Max Resource Corp. to report the commencement of the very first drill program at URU-C and URU-CE lying along the 20-km-long URU District, within the Company's wholly-owned 90-km-long CESAR copper-silver project in Northeastern Colombia. The inaugural drill program at URU-C and URU-CE consists of at least 2,000m of drilling on 4 pads with 8 drill holes testing to a maximum depth of 350m.

This is the first ever drilling program within the URU 20-km-long copper-silver District. A second phase drilling program will immediately follow and continue through to year-end. URU-C and URU-CE Drill Target Delineation: Max has extended the Ground Magnetometry (TMI) survey to 20-line-km over the northern extension.

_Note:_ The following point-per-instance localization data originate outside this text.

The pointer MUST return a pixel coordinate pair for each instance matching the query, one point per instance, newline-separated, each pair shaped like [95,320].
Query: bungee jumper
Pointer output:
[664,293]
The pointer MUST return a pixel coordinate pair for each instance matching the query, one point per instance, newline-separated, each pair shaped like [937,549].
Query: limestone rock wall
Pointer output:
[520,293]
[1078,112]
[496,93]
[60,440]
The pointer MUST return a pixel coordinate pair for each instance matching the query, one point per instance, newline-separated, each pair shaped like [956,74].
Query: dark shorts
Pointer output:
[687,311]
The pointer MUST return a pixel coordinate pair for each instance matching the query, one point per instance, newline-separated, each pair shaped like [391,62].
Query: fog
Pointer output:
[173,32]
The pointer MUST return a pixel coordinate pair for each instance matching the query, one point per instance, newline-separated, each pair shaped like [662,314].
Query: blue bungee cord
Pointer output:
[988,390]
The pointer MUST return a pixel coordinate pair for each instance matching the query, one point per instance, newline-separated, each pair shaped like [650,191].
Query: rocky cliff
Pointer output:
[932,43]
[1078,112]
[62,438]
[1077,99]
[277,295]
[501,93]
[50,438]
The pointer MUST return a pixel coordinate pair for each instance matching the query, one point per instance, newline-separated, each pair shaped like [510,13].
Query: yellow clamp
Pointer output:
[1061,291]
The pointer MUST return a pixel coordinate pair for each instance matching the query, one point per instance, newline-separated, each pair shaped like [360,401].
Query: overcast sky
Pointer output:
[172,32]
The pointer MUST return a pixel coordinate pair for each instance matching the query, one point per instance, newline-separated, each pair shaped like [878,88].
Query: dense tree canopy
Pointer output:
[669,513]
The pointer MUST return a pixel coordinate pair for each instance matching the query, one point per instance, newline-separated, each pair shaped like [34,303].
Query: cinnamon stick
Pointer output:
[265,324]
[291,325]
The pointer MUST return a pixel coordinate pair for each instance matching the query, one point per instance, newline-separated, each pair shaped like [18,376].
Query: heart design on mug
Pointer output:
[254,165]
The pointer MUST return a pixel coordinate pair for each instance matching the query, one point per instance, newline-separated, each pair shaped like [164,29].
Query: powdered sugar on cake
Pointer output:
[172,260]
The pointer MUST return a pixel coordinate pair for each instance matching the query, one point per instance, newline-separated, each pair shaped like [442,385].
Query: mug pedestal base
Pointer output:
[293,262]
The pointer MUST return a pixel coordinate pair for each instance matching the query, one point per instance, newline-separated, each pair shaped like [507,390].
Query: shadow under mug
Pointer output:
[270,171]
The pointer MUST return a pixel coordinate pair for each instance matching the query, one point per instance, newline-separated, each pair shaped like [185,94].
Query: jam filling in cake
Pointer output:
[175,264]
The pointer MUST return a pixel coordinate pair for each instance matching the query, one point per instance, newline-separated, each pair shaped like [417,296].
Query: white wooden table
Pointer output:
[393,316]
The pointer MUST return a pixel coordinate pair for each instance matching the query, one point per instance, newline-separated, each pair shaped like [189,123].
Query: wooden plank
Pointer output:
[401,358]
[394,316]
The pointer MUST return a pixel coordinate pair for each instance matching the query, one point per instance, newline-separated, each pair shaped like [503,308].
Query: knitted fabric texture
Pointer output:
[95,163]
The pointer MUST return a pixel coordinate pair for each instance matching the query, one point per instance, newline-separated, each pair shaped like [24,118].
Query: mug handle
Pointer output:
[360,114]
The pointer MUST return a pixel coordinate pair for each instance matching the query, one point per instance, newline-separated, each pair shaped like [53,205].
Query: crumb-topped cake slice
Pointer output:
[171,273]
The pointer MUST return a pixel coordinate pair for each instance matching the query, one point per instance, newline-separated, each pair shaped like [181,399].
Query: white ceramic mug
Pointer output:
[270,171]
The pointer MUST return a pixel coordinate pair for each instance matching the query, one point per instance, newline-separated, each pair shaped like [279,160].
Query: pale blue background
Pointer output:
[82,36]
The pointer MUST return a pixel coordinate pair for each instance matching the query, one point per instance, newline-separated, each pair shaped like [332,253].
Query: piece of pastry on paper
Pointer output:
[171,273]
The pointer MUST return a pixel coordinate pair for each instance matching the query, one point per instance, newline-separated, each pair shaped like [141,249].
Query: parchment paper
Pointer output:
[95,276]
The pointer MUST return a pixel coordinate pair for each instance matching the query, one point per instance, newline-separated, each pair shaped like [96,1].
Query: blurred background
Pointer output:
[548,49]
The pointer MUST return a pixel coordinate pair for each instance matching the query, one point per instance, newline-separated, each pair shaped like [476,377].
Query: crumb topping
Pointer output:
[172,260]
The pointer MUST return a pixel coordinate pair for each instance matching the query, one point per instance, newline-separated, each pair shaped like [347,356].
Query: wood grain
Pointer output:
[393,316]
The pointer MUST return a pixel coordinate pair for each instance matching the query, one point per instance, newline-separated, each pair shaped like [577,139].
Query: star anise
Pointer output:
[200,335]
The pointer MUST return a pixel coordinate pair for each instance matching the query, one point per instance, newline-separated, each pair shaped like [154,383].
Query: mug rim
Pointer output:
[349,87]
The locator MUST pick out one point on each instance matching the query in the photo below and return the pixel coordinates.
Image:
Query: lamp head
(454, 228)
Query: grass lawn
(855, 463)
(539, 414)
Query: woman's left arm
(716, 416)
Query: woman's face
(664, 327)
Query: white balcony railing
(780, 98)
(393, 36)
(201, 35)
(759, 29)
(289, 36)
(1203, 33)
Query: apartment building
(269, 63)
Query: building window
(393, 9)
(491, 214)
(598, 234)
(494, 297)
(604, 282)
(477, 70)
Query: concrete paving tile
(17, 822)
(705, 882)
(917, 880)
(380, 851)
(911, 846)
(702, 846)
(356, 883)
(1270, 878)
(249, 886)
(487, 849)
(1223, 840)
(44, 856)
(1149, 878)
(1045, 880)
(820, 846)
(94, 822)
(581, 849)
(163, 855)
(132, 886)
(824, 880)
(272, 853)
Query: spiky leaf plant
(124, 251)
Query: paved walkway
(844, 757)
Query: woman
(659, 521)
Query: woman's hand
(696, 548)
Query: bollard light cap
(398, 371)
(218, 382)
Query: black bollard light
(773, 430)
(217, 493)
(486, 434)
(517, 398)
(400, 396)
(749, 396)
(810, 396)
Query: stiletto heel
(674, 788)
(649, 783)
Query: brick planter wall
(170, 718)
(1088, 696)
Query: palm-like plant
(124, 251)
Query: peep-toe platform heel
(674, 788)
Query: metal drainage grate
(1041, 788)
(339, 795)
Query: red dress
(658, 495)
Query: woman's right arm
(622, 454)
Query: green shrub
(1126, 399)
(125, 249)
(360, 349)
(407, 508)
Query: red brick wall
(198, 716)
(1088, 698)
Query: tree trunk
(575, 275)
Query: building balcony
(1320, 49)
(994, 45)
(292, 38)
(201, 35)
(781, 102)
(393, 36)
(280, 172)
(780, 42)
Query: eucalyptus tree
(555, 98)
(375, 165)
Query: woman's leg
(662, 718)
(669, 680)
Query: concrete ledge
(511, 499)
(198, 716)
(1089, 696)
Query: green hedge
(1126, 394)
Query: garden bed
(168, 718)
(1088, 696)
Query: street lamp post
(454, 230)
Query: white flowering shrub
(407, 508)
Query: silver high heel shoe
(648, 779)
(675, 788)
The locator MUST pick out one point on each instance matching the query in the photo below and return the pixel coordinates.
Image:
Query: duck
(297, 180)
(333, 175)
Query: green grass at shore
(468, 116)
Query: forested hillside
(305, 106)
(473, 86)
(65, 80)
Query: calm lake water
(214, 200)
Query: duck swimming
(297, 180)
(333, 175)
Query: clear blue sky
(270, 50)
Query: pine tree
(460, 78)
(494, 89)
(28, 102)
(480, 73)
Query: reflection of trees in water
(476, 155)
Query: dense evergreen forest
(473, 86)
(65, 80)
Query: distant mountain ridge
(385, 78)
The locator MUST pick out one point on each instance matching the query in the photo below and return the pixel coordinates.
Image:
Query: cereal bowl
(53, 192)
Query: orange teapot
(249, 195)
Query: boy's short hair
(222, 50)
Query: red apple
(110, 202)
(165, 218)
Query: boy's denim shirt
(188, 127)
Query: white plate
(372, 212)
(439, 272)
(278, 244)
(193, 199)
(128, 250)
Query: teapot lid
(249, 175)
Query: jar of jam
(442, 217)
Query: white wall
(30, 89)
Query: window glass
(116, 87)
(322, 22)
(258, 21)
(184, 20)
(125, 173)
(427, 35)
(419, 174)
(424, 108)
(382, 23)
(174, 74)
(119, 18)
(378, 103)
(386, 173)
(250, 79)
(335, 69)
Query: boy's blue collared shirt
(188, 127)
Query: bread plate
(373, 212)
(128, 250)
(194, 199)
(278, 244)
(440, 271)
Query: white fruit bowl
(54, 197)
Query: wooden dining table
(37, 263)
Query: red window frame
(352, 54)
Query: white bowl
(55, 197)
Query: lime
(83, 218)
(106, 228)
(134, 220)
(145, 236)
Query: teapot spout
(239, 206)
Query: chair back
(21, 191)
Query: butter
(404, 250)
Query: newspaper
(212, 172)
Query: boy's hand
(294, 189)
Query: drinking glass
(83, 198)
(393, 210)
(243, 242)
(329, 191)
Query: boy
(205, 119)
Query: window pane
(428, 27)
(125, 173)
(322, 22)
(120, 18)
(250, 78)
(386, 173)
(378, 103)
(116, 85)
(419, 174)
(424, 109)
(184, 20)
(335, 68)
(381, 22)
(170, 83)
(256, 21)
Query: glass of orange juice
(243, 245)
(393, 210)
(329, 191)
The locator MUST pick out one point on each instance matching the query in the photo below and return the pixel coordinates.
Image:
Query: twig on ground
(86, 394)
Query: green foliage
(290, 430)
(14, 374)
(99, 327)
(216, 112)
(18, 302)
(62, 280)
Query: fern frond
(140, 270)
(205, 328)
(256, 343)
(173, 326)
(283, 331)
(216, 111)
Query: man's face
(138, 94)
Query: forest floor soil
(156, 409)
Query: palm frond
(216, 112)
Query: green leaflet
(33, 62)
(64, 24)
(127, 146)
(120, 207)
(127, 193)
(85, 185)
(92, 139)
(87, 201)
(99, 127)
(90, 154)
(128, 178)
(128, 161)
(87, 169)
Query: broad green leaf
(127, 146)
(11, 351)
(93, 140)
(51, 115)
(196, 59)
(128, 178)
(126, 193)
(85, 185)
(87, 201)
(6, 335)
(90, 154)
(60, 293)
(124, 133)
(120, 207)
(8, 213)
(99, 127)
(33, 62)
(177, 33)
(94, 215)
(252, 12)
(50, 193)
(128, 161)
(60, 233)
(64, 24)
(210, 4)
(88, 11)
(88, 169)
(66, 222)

Representative rock and soil sampling will be carried out along all IP and TMI lines (20-line-km) and along the northern extensions to delineate new drill targets. In addition, a magneto telluric (MT) survey is also planned to complement historic seismic data available for the Cesar basin. First URU-Central discovery (URU-C) returned chip channel widths of 9.0m @ 8.0% copper + 115 g/t silver (new results) and 16.8m @ 8.3% copper + 146 g/t silver at the lower of the prospect.

The upper level of URU-C (+190m vertically above and +290m along strike) returned 4.9% copper + 41 g/t silver along a 52m ridgeline, true width is yet to be determined. The second discovery, URU-CE is located 750m to the east of URU-C and 373m vertically above URU-C chip channels that returned 9.0m @ 7.0% copper + 115 g/t silver and 16.8m @ 8.3% copper + 146 g/t silver. URU-C consists of substantial sized outcrops with visible copper mineralization trending for over 250m of strike and open in all directions.

Continuous channel sampling at URU-CE returned 19.4m @ 1.3% copper + 2.5 g/t silver to be drill tested. CESAR lies along the copper-silver rich 200-kilometre-long Cesar Basin in Northeastern Colombia. This region provides access to major infrastructure resulting from oil & gas and mining operations, including Cerrejón, the largest coal mine in South America, held by global miner Glencore.

Max's twenty-one mining concessions collectively expanse over 188-km². Max is proactive, with the corporate goal of transitioning the Cesar basin towards the mining of copper, the key metal for the Colombia's transition to clean energy.